If Mr Arkwright ever read the mea culpable confessions of colonial civil servants Mr Harold Smith and others after the declassification of the records pertaining to British colonial era atrocities, I wonder if he learnt anything from them. Or has his vow at the Foreign Service Academy inured him and his ilk to the finer aspects of our shared humanity. It is then all about service in the interest of Queen and non existent empire. If Britannia was so stiffnecked, why then did it not try to hold out against China in Hong Kong?
The perfidy of the United Kingdom as a colonial and postcolonial power knows no limits. No analyst has been able to point out even one sector where British intervention and obstructionism has advanced the interest of our Hausa - Fulani co-travellers. They remain as backward as ever, thanks to Her Majesty's people.
The Ashanti Kingdom, Amristar, Zimbabwe, South Africa, Kenya, etc. The story is all the same. It is most interesting and humiliating that China is bringing direct foreign investments into the UK, and even offering to revamp its nuclear power industry. The Ahiara Declaration clearly foresaw a situation whereby Ndigbo, Biafra-by-whatever-name-called, and perhaps a new, improved and truly democratic Nigeria, free from the current contrived hegemonies stranglehold, would call the whiteman's bluff. To the UK that was to be an unacceptable affront. The alliance with the forces of darkness was the step that has led us so far to this sorry mess. I recommend Basil Davidson's BLACKMAN'S BURDEN to anyone interested in pursuing my line of argument. It even makes the conclusions drawn by Karl Maier in his THIS HOUSE HAS FALLEN understandable from a historical perspective.
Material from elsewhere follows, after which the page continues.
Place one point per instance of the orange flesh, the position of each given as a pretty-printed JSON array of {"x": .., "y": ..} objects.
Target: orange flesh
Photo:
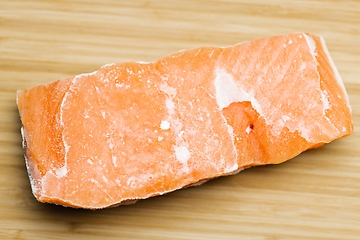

Hence Ndigbo have all this while been shackled to a train that is willy-nilly running off a cliff. This is a man-made disaster. As the UK's man-on-the-spot, Ambassador Arkwright bears a major responsibility. We have read what happened at Yalta duting tje 2nd World War, where the Polish people were sold for a mess of pottage. We have also been witnesses to the unconscionable romance of David Hunt and others with General Yakubu Gowon after the murder of General Aguiyi Ironsi. Perhaps my grandchildren may yet pore over the inexplicable intervention of Arkwright as Nigerians were striving to work out a sustainable union. May God forgive him. Better that he mends his ways.